Something about the way he asked her . . . she didn’t want to say. “It’s a dream. You should know.”
“You are the annaginuk in waiting, the enalanok, the emes esutol. But you are not an Elenil.” His eyes focused on her face. “You are not an Elenil, are you? What does this portend? Surely they would not turn to the humans again, not a second time. What strang
e times I have lived to see.” He dropped his head. “These are times of great sorrow. Oh, annaginuk who is to come, what betrayal has brought you to this path? Or what noble intent of your own heart? You have agreed to help them, but have they warned you of the price?” He looked up, gazing at something over Madeline’s head.
Madeline turned. A wooden crown floated in the water above them. It was intricately carved and carefully polished around the base . . . as if it were braided branches. But then, up from the base a series of living branches grew. Some of them stretched out, wild, while others massed together to hold what looked like shining jewels. It floated toward her, and there was a feeling of great power in it, but also heartbreaking loneliness and loss. Madeline instinctually swam backward, and into the wide chest of the antlered man.
“It is the Heartwood Crown,” he whispered.
She screamed and sat up in her bed, gasping for air. Like always, gasping for air. Her chest ached, and she saw a glow coming from the seed in her arm, a light that lessened and then went away even as she noticed it. Tears streamed down her face.

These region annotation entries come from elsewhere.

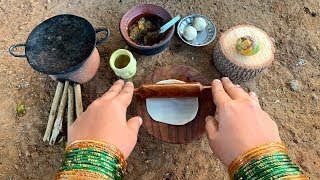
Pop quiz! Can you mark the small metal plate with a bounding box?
[177,14,216,46]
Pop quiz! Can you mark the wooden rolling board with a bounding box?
[137,65,216,144]
[213,25,275,82]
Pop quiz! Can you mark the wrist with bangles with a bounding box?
[228,142,308,179]
[55,139,127,179]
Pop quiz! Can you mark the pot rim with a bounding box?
[119,3,176,50]
[25,14,97,75]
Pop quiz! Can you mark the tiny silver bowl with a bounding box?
[177,14,217,47]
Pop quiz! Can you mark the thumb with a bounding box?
[206,116,218,140]
[127,116,142,135]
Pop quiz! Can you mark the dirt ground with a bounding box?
[0,0,320,179]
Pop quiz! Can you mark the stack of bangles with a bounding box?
[228,143,308,179]
[55,140,127,180]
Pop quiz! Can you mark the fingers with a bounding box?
[249,92,259,103]
[206,116,218,140]
[222,77,248,100]
[127,116,142,135]
[116,82,134,106]
[101,79,124,100]
[211,79,231,107]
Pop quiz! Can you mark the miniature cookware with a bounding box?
[9,14,110,83]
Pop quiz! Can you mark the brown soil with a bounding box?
[0,0,320,179]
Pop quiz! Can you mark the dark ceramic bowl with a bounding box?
[120,4,175,55]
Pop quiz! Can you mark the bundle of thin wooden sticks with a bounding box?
[43,81,83,145]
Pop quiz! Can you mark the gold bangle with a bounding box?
[228,142,288,179]
[65,139,127,172]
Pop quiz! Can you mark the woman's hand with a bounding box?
[206,78,281,166]
[68,80,142,158]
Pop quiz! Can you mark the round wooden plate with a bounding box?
[137,65,216,144]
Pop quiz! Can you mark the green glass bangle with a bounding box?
[243,154,291,178]
[65,157,123,176]
[62,164,115,179]
[65,151,119,164]
[233,153,288,179]
[233,153,302,179]
[61,148,124,179]
[66,149,122,170]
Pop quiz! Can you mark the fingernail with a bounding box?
[250,91,257,96]
[139,117,142,126]
[126,81,133,85]
[205,116,210,122]
[114,79,124,84]
[213,79,221,83]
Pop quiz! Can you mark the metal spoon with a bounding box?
[144,16,180,45]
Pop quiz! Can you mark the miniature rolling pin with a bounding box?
[134,82,211,98]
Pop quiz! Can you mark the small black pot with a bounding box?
[9,14,110,83]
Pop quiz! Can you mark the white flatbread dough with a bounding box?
[146,79,199,125]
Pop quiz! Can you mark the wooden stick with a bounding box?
[49,81,69,145]
[74,84,83,118]
[67,85,74,130]
[42,82,63,141]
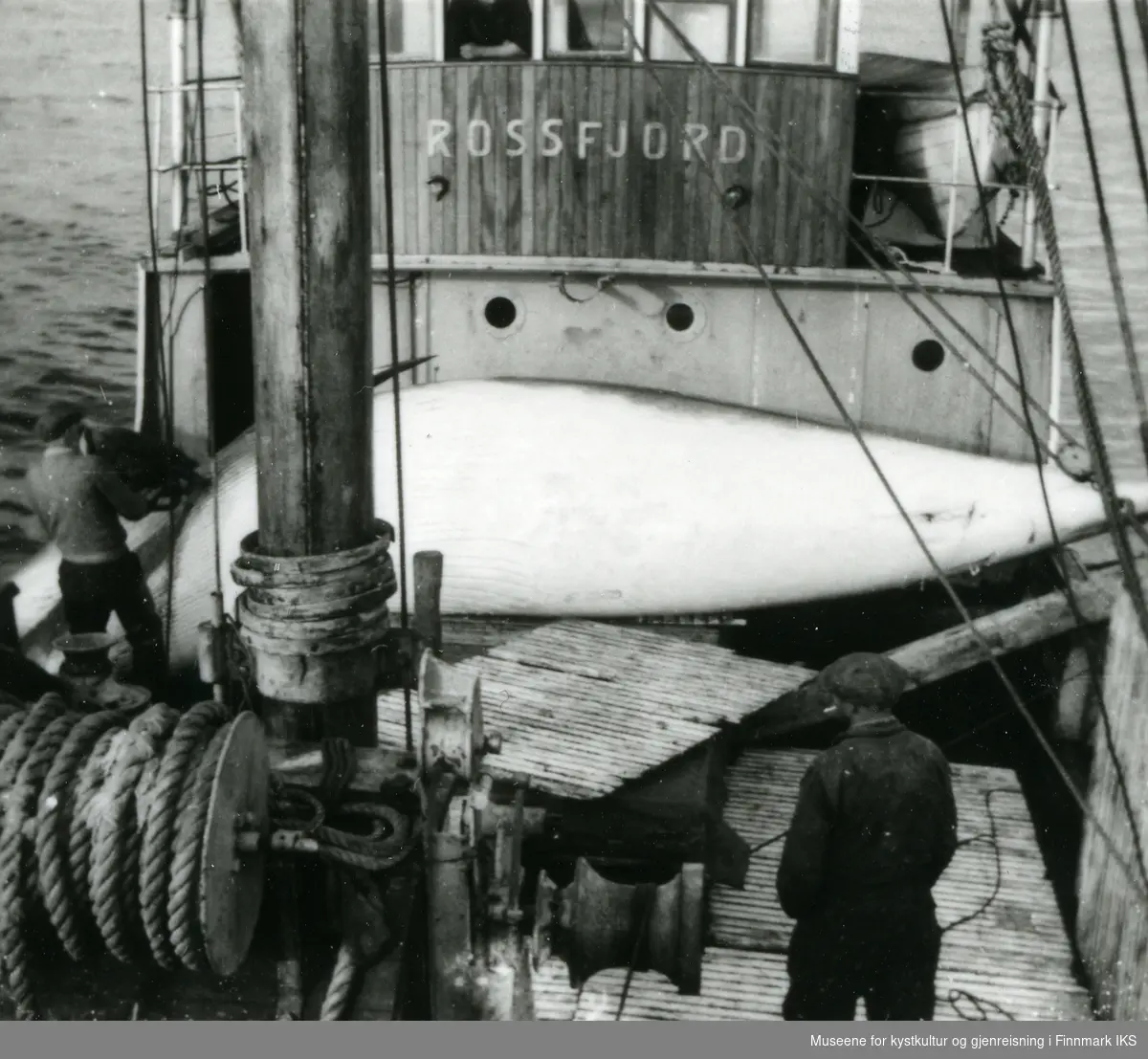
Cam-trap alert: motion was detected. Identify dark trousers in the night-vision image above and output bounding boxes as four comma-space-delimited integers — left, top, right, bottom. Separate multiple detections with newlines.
783, 902, 940, 1023
59, 553, 167, 693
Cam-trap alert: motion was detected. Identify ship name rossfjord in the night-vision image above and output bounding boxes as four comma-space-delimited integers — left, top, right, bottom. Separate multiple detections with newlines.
426, 117, 748, 165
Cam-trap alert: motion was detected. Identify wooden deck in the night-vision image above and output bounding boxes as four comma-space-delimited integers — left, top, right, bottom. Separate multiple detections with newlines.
379, 622, 813, 798
535, 750, 1092, 1021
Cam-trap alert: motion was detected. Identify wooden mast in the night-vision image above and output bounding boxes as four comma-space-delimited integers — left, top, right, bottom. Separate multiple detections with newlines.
241, 0, 375, 744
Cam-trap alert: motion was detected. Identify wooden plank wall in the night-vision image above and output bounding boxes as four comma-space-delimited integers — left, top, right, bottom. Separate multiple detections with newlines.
372, 63, 855, 267
417, 271, 1051, 459
1077, 590, 1148, 1021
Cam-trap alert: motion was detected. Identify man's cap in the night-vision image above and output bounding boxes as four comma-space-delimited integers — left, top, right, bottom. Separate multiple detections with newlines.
817, 651, 909, 710
35, 403, 84, 441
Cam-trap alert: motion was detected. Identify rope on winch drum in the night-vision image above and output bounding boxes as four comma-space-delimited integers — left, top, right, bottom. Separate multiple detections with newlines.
624, 0, 1148, 906
0, 694, 412, 1019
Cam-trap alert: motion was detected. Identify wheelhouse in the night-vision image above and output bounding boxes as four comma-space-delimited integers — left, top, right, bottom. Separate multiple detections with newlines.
138, 0, 1061, 477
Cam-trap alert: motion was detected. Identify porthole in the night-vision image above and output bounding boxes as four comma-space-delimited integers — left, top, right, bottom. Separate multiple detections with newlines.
913, 339, 945, 371
484, 294, 518, 331
666, 302, 694, 332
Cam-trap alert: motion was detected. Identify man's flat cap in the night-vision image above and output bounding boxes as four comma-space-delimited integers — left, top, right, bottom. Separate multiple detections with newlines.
817, 651, 909, 710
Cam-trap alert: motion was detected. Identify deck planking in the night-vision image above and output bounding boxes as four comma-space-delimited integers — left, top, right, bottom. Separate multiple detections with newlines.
379, 622, 813, 798
534, 750, 1092, 1021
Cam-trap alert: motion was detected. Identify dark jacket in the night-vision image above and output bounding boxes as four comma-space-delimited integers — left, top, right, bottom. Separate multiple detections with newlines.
777, 717, 957, 919
28, 445, 148, 564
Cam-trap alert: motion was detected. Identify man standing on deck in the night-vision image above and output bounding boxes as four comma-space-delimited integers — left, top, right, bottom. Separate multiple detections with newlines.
28, 405, 167, 694
444, 0, 592, 62
777, 653, 957, 1021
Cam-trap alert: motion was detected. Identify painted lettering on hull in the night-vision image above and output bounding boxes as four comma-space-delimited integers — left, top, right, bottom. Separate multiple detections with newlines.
426, 117, 748, 165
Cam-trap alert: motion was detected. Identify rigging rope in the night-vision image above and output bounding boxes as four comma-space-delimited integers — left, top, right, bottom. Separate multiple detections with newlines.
377, 0, 414, 754
960, 8, 1148, 900
0, 694, 412, 1019
622, 4, 1078, 466
1049, 0, 1148, 471
626, 0, 1148, 906
137, 0, 184, 662
1108, 0, 1148, 272
193, 0, 223, 607
985, 16, 1148, 887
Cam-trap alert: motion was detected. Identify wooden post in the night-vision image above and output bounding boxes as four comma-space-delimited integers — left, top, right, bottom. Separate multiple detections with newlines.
242, 0, 377, 745
0, 582, 19, 651
411, 551, 442, 654
1077, 579, 1148, 1021
1052, 629, 1104, 743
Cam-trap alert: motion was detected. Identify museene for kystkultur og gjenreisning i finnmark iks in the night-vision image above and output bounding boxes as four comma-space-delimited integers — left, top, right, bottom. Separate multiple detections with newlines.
809, 1034, 1137, 1048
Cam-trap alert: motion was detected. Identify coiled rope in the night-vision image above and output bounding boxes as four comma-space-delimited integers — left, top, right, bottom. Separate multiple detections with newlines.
0, 695, 230, 1019
0, 694, 412, 1020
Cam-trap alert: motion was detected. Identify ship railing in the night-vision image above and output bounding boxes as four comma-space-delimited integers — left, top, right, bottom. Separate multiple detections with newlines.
147, 77, 247, 254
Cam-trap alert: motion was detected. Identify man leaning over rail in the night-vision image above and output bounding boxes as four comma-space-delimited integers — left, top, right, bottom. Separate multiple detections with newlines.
28, 405, 167, 694
777, 653, 957, 1021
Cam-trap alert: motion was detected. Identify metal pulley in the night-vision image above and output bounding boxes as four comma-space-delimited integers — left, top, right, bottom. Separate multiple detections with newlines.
534, 858, 705, 996
199, 712, 271, 978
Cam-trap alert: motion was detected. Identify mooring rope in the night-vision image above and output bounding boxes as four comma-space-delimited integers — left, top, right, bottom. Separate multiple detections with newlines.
375, 0, 414, 754
638, 0, 1148, 905
983, 16, 1148, 893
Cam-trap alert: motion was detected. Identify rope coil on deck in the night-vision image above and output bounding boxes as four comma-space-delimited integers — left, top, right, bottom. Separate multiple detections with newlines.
0, 694, 413, 1019
0, 695, 237, 1019
232, 527, 395, 703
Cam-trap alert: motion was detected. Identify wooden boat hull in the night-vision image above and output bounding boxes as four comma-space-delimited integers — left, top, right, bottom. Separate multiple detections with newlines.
15, 380, 1148, 665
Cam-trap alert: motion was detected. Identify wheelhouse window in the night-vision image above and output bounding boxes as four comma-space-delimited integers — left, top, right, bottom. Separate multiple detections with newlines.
750, 0, 838, 65
546, 0, 633, 56
648, 0, 735, 63
381, 0, 434, 59
448, 0, 534, 62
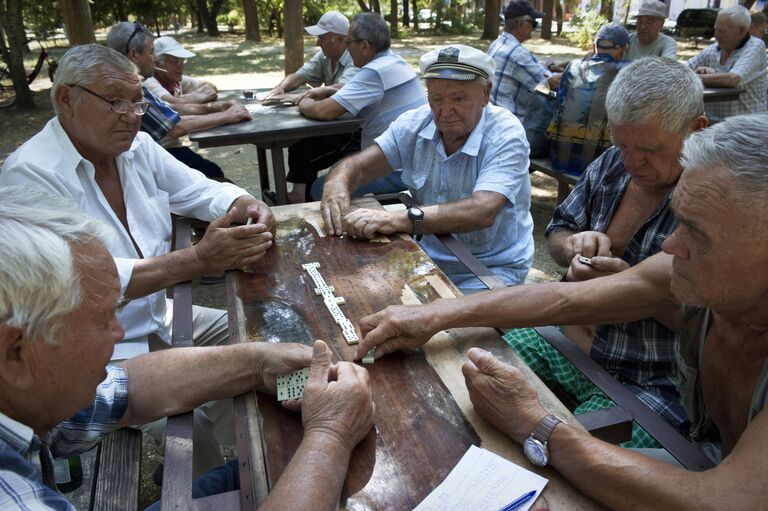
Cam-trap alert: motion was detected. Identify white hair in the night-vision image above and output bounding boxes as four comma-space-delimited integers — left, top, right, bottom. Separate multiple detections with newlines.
680, 113, 768, 202
0, 186, 110, 343
605, 57, 704, 135
717, 5, 752, 28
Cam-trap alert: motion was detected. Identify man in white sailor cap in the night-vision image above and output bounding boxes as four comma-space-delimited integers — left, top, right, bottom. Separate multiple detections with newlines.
321, 44, 533, 290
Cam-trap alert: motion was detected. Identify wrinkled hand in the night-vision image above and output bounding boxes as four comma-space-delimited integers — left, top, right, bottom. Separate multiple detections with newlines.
301, 341, 375, 451
355, 301, 440, 360
249, 342, 312, 395
193, 207, 272, 274
461, 348, 547, 443
343, 208, 411, 239
320, 179, 351, 236
566, 254, 629, 282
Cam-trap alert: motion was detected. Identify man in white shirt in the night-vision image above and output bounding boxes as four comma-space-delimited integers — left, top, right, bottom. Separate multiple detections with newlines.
624, 0, 677, 60
0, 44, 275, 480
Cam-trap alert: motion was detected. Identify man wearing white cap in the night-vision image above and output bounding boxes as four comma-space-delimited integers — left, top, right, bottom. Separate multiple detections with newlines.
265, 11, 360, 203
321, 44, 533, 290
144, 36, 218, 104
626, 0, 677, 60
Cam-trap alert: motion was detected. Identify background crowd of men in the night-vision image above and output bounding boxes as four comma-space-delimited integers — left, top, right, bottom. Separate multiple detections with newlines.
0, 0, 768, 509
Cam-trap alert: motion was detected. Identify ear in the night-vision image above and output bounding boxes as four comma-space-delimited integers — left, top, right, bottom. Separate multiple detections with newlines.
0, 323, 35, 389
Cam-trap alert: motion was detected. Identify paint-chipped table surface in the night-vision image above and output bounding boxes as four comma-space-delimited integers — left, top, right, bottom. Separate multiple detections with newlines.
227, 198, 598, 511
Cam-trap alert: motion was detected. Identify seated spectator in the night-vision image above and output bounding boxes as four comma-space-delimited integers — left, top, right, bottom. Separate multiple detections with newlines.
488, 0, 563, 156
265, 11, 360, 203
0, 185, 374, 511
107, 21, 252, 180
299, 12, 426, 199
321, 45, 533, 291
144, 36, 218, 105
626, 0, 677, 60
547, 23, 629, 175
688, 5, 768, 121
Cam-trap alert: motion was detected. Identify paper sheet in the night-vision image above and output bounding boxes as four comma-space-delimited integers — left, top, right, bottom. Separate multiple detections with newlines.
414, 445, 547, 511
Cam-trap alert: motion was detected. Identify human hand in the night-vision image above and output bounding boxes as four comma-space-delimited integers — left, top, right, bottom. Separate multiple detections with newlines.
461, 348, 547, 443
248, 342, 312, 395
343, 208, 411, 239
320, 177, 351, 236
565, 254, 630, 282
301, 341, 375, 452
355, 301, 441, 360
192, 207, 272, 275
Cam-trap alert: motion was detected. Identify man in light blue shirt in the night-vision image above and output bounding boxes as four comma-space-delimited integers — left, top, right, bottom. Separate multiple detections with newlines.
321, 45, 533, 290
299, 13, 426, 198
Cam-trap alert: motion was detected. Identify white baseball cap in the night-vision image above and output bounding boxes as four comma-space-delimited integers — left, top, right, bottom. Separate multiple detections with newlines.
155, 35, 195, 59
304, 11, 349, 35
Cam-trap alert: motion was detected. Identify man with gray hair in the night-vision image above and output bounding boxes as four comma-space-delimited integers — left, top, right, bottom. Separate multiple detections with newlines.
0, 186, 374, 511
688, 5, 768, 121
358, 114, 768, 509
321, 44, 533, 291
0, 44, 275, 472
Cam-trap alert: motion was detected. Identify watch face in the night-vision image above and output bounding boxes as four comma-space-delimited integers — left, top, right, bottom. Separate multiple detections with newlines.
523, 438, 549, 467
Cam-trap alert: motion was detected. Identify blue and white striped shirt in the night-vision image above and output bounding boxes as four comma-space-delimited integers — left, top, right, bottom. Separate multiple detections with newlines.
0, 366, 128, 511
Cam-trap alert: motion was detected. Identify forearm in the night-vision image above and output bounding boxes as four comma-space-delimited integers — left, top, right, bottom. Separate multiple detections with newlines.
259, 432, 351, 511
121, 343, 263, 425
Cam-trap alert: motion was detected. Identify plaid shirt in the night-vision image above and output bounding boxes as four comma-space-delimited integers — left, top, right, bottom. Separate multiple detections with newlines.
0, 366, 128, 511
488, 32, 552, 125
546, 147, 686, 426
688, 34, 768, 121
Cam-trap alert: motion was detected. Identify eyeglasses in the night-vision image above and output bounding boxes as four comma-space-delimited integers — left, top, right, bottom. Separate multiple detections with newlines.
70, 84, 149, 115
125, 21, 149, 55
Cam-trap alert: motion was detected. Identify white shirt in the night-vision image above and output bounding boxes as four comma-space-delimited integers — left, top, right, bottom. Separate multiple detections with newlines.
0, 118, 248, 342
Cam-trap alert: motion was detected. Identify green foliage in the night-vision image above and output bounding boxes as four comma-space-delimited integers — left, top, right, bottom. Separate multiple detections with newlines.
567, 9, 608, 50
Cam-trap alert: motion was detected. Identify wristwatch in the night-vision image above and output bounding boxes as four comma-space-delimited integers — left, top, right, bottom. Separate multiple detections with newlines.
523, 414, 566, 467
408, 206, 424, 241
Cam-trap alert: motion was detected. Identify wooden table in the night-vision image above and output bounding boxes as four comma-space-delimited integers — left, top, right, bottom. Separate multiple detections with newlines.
227, 198, 597, 511
189, 91, 362, 204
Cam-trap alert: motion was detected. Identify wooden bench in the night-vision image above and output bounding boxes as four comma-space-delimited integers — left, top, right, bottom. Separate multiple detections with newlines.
528, 158, 579, 204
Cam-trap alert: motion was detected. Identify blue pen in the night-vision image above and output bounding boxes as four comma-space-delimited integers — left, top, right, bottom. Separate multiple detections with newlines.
499, 491, 536, 511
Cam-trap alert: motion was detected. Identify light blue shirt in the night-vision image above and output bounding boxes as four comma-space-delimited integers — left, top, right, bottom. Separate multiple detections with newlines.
331, 50, 427, 149
376, 104, 533, 289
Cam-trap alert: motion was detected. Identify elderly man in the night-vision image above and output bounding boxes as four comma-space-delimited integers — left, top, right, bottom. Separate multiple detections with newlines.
688, 5, 768, 121
107, 21, 251, 180
321, 45, 533, 290
626, 0, 677, 60
0, 44, 275, 476
358, 114, 768, 509
265, 11, 360, 203
144, 36, 218, 104
488, 0, 563, 156
547, 23, 629, 175
0, 186, 373, 510
299, 12, 426, 199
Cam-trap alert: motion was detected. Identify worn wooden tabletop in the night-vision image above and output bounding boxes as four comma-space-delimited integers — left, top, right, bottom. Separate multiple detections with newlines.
228, 199, 597, 511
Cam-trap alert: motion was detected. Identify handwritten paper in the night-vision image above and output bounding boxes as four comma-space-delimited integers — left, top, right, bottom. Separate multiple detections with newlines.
414, 445, 547, 511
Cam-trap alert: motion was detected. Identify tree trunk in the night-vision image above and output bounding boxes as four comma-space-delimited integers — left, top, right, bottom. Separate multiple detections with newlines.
243, 0, 261, 42
61, 0, 96, 46
480, 0, 501, 41
283, 0, 304, 75
0, 0, 35, 110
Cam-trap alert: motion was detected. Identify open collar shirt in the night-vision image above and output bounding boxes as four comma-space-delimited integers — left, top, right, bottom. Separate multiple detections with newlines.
0, 366, 128, 511
0, 118, 248, 343
376, 105, 533, 288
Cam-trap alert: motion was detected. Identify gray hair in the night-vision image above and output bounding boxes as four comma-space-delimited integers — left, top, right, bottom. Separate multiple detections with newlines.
51, 44, 138, 114
350, 12, 390, 53
605, 57, 704, 135
717, 5, 752, 28
0, 186, 110, 343
680, 113, 768, 202
107, 21, 152, 55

It was then that she realized it had not been an ocean she had been in. It had not been the briny water of the sea. It had been a lake of tears . . . whether her own or Patra Koja’s or someone else’s, she did not know.
11
OLD FRIENDS
In those days the whole of the Sunlit Lands was covered in forest, and magic was everywhere.
FROM “THE PLANTING OF ALUVOREA,” AN ALUVOREAN CREATION TALE
They came to the edge of Aluvorea on the second night. Baileya kept them at a fast pace. Break Bones had found them, and Darius eventually caught up too, holding Delightful Glitter Lady in the crook of his arm. He had found her while looking for Jason. The terrible Zhanin warriors in their strange seaweed leather had harried the Elenil, chasing them toward Far Seeing. The arrival of the Scim had caused enough distraction for the Elenil to slip away, and the Zhanin had set out after them. It appeared the seafaring warriors thought Jason was still with the Elenil. Baileya had been cheered by the news, but she immediately demanded that they choose a destination and “make haste.”